A 104-year old Aussie scientist committed suicide because he felt he was too old and didn’t want to live anymore. He had no serious illness, there were clips of him walking and singing, eating cake, drinking champagne and hanging out with his family. Yet he was allowed to kill himself in Switzerland because he was tired of life and wanted to die.
What I think he needed was anti-depressants and a reason for living. He’d been kicked out of his university office two years previously, he was no longer able to drive, and was struggling to live alone. Oh poor Diddums. This is the plight of many people twenty years younger, yet they are still contributing to society and living fulfilling lives. Some doors close, other doors open.
Yes, I know we should have the right to die with dignity.

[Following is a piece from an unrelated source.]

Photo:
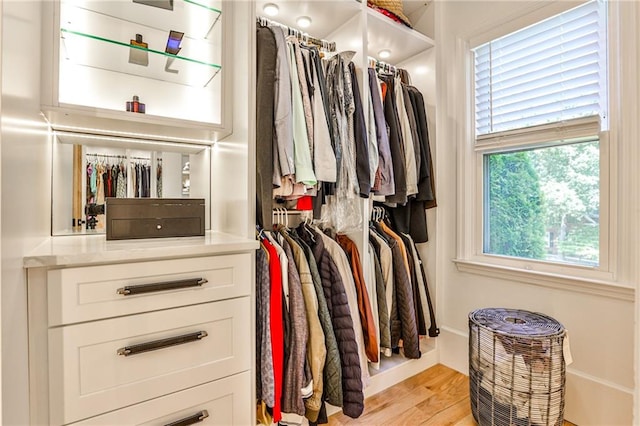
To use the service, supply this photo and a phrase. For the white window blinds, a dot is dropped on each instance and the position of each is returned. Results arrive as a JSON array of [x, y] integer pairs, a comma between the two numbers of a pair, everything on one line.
[[552, 71]]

But this should surely be an option for the terminally ill, those in physical long-term pain, people with no quality of life? It’s for old, sick people with no hope of any improvement. Yes, he was going to die anyway in a few years. But we are all going to die sometime – some of us sooner than later – and I am not sure old age is a good enough reasons.
My dad has been in ICU for a while and I wonder what I would do if he decided the struggle to live was too tiring, and that he now wanted to die. He could have felt that way and we didn’t know because he didn’t want to distress us. Dad has a large family who love him: a wife who utterly adores him, five children who need him around despite being in their 50’s, and 10 grandchildren. His illness came as such a shock to us all, even though he is nearly 80. I was completely unprepared. In my head and heart, he was still the dad who loved to travel and camp and hike and adventure. A few years ago, he was jogging to fetch the newspaper, scaling high fences to unlocked gates from the other side, working at the university as an advisor, chairing committees and doing church work. He has been seriously ill since mid-last year, but for the last month or so, he has been bedridden and in pain. Signs are good he might go home soon, but he’ll not be playing tennis or dashing up and down dale again. But he will hopefully finish writing a book about our family, celebrate heaps more family celebrations, potter around his garden, read and listen to music, enjoy intelligent conversation, kiss his wife every day, and simply hang out with his family. He could start an internet business. He could do heaps of stuff that does not involve too much physical energy. There are multiple possibilities.
Is the loss of physical independence so bad that death seems better? Do older people simply just get tired of life and feel like seeing what is on the other side? How do their families feel about that? What would I do if my Dad actually said he wanted to die? Would I respect his wishes or would I plead and cry and beg, forcing him through guilt to live on when he doesn’t want to?
If old people can kill themselves because they no longer feel like living, is it okay for deeply depressed people in their 30’s to do that too? At what age are you old enough to choose to die? Yes, you have the right to choose. I think. But should it be so arbitrary that you can check out as soon as you’ve had your fill of existing here on earth? Is there any line in the sand where it is just not acceptable?
I cried when I saw on the news that this scientist had gone ahead and killed himself. I just don’t think it’s as simple as he made it out to be, and I don’t think this example of euthanasia is anything more than Swiss-sanctioned suicide. And that doesn’t seem to me to be a dignified way to end your life. But who knows, maybe when I get to 104, I will think differently. God, I hope not!